Nos três ou quatro meses desde sua chegada, Tia Caihuan já insinuara várias vezes que as criadas do seu quarto estavam disponíveis, conforme a tradição das grandes casas: para evitar que o jovem chegasse ao casamento ignorando tudo. Por terem aparência e porte comuns, eram designadas ao seu quarto sem preocupações; depois, antes de casar, bastava recompensá-las com algum dinheiro.
Nas famílias abastadas, esse era o método usual para a formação dos rapazes; alguns até eram levados pelos homens da família a casas de entretenimento, não por deboche, mas para fortalecer o autocontrole dos jovens. Só assim, no futuro, poderiam confiar-lhes assuntos da família, sem risco de serem seduzidos por alguém de má índole e causar danos irreversíveis. Com o tempo, o costume se tornava banal.
Mas tais métodos eram próprios de famílias de comerciantes, impraticáveis para os Lóu, que tinham a reputação a zelar, além de não terem um chefe masculino adulto. Faltava alguém adequado para orientar Lóu Xiaoyi, e as mulheres da casa não se sentiam à vontade para tratar desses assuntos. O antigo Lóu Xiaoyi era ingênuo, o novo, um velho astuto...
“Só tomei banho ontem à noite...” Lóu Xiaoyi protestou, sem energia.
Tia Caihuan insistiu: “Tome outro! Você acha que aquilo foi banho? Só passou água, e o resto dava até para fazer sopa!”
“Veja como está: o cheiro de suor se sente de longe. Vão pensar que é um trabalhador madrugador, não o filho dos Lóu! Hoje a água terá especiarias e pétalas. Meu jovem precisa estar perfumado, para não desagradar à senhorita!”
Entre risos e brincadeiras das criadas, Lóu Xiaoyi finalmente tomou banho. Não tinha intenção de se dedicar a isso tão cedo, mas aquelas jovens conseguiram despertar-lhe uma energia sem destino logo pela manhã.
Mais incomodava ainda o traje completo: no dia a dia, vestia-se sem preocupação, e as mulheres da família orgulhavam-se de sua austeridade, mas em ocasiões especiais, uma casa como a dos Lóu, considerada das mais nobres do país, não podia ser comparada aos rústicos de Pucheng.
Tia Caihuan era um exemplo de elegância, tendo servido ao senhor da casa em ocasiões solenes. Vestiram-no com uma túnica azul lago, pura e sóbria, destacando a simplicidade nobre. Um cinto de seda branca, atado com um nó requintado; botas pretas de sola costurada em mil camadas; uma simples touca de erudito na cabeça, fixada com um grampo de jade antigo, cabelos soltos, com um toque despojado. Não era casado nem chefe de família, por isso não precisava amarrar os cabelos.

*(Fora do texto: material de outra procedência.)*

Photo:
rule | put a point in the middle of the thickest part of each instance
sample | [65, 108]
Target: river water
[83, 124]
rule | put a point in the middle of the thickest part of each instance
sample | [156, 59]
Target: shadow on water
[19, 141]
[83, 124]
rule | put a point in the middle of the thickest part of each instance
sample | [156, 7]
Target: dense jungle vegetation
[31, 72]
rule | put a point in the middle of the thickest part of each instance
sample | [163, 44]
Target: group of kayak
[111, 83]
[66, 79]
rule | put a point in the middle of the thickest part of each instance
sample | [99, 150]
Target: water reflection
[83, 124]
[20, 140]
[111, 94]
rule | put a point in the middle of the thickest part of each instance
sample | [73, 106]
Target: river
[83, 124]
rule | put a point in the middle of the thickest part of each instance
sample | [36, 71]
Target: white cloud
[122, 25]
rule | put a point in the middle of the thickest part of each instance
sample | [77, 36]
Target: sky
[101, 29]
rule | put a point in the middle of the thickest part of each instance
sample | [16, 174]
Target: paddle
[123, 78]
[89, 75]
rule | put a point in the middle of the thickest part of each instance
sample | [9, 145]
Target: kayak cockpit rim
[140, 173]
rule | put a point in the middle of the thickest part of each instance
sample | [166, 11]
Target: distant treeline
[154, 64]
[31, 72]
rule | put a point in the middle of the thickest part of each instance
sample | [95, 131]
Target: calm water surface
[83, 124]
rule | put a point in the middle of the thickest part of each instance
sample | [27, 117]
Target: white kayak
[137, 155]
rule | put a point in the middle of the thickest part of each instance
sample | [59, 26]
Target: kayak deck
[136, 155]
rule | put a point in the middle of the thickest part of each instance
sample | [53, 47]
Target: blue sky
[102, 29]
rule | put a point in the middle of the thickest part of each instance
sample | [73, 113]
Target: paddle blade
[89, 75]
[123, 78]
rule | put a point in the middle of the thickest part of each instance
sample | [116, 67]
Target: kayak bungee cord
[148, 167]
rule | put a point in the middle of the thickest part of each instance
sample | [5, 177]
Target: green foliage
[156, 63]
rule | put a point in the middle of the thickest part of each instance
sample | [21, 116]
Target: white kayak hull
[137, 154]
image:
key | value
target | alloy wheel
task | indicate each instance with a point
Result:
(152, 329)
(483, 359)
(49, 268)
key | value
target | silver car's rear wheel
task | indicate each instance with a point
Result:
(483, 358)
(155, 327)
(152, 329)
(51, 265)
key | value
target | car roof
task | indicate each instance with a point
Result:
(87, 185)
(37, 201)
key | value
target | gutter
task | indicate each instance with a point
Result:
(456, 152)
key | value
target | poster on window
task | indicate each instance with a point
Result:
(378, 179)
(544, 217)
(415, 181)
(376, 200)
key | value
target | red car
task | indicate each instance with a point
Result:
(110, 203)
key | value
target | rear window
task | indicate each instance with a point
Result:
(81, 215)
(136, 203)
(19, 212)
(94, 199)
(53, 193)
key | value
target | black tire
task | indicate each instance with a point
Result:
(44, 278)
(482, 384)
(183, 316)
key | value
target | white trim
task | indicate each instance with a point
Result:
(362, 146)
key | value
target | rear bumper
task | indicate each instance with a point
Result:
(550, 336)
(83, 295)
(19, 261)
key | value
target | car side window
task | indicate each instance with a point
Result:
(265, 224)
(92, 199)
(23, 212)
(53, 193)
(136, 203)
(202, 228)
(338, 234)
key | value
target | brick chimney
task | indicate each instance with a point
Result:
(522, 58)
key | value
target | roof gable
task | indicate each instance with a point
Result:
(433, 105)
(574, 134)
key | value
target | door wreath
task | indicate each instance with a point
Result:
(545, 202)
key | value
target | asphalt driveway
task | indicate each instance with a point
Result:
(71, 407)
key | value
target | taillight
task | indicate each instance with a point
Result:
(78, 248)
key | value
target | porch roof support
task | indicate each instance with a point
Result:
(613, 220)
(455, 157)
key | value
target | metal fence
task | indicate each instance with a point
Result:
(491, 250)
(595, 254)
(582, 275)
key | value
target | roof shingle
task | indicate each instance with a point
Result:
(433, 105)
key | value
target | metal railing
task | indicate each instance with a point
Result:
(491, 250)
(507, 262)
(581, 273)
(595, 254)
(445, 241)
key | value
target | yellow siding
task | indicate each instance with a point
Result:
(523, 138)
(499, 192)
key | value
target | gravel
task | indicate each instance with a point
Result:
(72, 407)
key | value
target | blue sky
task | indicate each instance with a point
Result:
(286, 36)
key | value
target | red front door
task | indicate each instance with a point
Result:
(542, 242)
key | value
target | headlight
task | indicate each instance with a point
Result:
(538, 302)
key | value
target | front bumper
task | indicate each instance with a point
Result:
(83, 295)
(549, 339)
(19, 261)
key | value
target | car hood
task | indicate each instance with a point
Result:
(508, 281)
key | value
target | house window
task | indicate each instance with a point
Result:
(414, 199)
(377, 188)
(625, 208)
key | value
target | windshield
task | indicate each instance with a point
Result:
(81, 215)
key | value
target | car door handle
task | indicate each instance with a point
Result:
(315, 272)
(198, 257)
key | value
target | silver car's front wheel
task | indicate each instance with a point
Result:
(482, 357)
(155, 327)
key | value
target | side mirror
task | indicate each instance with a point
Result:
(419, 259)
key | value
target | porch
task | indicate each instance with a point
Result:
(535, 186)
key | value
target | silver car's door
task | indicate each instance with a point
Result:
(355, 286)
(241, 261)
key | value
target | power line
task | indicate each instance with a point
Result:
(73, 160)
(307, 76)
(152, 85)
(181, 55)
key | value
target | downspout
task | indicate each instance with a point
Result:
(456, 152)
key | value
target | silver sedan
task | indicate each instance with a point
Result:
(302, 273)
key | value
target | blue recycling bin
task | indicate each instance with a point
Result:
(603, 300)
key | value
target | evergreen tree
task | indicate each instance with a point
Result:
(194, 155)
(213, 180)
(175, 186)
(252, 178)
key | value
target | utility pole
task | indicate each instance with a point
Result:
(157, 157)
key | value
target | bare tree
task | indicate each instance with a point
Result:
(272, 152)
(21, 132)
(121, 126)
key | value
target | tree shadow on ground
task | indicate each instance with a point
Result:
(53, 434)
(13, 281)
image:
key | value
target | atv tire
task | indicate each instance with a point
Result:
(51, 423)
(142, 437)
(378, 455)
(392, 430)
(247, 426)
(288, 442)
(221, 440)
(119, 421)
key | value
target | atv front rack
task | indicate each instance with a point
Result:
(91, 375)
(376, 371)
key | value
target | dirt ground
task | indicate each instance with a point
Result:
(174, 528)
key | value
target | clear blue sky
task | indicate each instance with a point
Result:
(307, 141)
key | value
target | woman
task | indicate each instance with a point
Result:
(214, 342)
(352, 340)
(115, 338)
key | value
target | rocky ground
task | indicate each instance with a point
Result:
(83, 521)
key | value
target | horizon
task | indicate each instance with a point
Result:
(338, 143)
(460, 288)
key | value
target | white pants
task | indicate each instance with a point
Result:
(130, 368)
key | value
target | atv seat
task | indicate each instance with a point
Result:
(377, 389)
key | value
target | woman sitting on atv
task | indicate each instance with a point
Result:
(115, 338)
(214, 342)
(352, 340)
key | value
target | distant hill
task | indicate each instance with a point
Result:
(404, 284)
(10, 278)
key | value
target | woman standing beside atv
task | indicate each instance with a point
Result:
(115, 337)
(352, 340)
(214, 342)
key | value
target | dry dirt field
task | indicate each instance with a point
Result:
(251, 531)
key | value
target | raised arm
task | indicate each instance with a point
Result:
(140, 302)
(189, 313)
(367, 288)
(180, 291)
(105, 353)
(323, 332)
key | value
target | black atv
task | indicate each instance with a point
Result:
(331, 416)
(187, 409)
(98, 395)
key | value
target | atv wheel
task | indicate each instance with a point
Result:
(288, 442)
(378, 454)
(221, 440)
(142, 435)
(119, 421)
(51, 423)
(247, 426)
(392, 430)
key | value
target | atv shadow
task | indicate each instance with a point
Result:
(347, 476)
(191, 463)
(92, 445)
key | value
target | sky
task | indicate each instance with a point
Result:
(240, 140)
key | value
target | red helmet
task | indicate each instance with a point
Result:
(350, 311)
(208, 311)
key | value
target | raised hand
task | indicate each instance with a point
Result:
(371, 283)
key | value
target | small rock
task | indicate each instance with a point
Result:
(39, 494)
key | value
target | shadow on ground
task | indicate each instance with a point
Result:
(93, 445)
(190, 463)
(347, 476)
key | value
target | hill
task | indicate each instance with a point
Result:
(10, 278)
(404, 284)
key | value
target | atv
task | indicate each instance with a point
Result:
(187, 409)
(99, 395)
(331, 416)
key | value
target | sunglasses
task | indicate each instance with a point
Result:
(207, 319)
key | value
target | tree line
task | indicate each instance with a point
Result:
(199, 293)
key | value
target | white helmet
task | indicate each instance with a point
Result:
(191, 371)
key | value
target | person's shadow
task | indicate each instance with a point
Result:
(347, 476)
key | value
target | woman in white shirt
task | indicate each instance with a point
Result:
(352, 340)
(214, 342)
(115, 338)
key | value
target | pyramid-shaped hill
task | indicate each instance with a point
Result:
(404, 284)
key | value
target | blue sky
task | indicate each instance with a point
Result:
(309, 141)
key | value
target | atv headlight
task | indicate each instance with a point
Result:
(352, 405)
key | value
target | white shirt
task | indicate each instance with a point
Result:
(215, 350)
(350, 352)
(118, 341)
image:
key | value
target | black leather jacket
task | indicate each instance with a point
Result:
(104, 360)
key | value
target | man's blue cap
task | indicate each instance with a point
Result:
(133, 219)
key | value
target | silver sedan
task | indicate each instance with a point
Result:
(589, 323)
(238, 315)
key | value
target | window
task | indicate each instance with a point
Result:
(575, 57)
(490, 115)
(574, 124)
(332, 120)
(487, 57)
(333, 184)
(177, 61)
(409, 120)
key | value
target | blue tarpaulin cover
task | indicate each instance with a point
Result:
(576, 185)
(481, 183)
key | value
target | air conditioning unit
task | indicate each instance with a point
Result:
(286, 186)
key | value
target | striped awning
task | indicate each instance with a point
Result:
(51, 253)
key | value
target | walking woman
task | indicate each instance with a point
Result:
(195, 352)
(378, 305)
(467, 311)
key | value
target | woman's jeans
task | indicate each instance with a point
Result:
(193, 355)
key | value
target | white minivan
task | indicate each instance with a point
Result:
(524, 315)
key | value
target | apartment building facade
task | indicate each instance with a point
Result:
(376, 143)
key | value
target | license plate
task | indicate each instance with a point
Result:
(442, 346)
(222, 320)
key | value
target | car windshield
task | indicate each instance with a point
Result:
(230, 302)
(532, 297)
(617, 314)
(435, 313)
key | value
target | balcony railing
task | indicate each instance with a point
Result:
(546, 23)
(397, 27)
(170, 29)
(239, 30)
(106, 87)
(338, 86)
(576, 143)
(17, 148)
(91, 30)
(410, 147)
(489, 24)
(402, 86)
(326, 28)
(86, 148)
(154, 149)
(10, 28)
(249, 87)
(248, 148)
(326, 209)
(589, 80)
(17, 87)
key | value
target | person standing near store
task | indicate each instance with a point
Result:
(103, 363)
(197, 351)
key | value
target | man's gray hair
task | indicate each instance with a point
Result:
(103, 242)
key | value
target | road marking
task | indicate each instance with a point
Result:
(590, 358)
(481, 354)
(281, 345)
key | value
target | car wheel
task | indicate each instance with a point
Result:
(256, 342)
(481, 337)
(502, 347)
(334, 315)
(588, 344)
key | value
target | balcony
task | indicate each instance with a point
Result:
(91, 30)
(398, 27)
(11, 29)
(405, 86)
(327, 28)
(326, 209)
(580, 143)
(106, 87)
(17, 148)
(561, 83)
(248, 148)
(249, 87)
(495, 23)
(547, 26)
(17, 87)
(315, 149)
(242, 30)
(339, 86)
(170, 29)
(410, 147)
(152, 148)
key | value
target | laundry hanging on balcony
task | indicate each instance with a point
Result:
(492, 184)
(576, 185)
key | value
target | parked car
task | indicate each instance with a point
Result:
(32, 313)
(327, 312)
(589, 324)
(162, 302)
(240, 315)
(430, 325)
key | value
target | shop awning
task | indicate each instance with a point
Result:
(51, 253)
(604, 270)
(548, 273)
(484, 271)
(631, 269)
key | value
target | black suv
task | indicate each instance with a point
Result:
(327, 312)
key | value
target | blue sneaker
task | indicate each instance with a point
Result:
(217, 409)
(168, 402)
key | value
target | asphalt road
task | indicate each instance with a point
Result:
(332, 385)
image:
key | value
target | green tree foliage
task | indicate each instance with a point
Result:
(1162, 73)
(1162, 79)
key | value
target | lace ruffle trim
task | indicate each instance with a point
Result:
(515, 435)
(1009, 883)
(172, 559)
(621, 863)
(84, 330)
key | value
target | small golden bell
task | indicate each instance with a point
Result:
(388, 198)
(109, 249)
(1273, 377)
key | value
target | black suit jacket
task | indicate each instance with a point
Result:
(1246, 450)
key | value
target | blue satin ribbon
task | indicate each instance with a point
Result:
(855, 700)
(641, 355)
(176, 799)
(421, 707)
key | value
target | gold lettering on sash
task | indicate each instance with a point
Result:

O único adorno era um pedaço de jade antigo preso ao cinto de seda branca, também azul, de qualidade superior mas desenho simples, combinando perfeitamente com a túnica. Era a prova do olhar refinado de uma verdadeira conhecedora, não uma exibição de riqueza. Enquanto os ricos de Pucheng competiam pelo tamanho de seus armazéns, Tia Caihuan já estava além dessas vaidades.
Após examinar e girar satisfeito, ela comentou:
“Na Festa da Primavera do Lago estará também o terceiro filho dos Li, querendo conquistar a jovem Lin, mas jamais será páreo para meu Xiaoyi. Nem preciso pensar: o rapaz estará coberto de ouro e jade, um horror de vulgaridade! Fique tranquilo, meu jovem, a senhorita Lin é estudiosa, sabe distinguir o bom do ruim, o belo do feio, o alto do baixo. Com essa simplicidade elegante, o filho do maior rico dos Li parecerá apenas um vendedor de joias diante de você! Nem precisa falar, sua presença já o supera.”
Lóu Xiaoyi não tinha como argumentar diante da tia, criada desde pequeno e, pelo tempo de convivência, até mais próxima que a mãe, que se dedicava majoritariamente à administração da casa.
“Tia Caihuan, não acha que o perfume está forte demais? Está me deixando tonto, tão intenso que parece... feminino demais?”
Como alguém com alma madura, nunca usara colônia na vida anterior, nem se vestira com tanto esmero nesta, e não conseguia aceitar aquele aroma intenso, não era questão de gostar ou não.
Tia Caihuan lançou um olhar severo: “Feminino nada! Só diz isso porque frequenta pouco esses ambientes. Aposto que entre os rapazes presentes, seu perfume será dos mais discretos! Já o terceiro dos Li, se pudesse, despejava um frasco inteiro no corpo e outro na boca, até as palavras saem perfumadas!”
Lóu Xiaoyi suspirou: “Tomara que ele não tenha comido carne de carneiro com alho ontem à noite!”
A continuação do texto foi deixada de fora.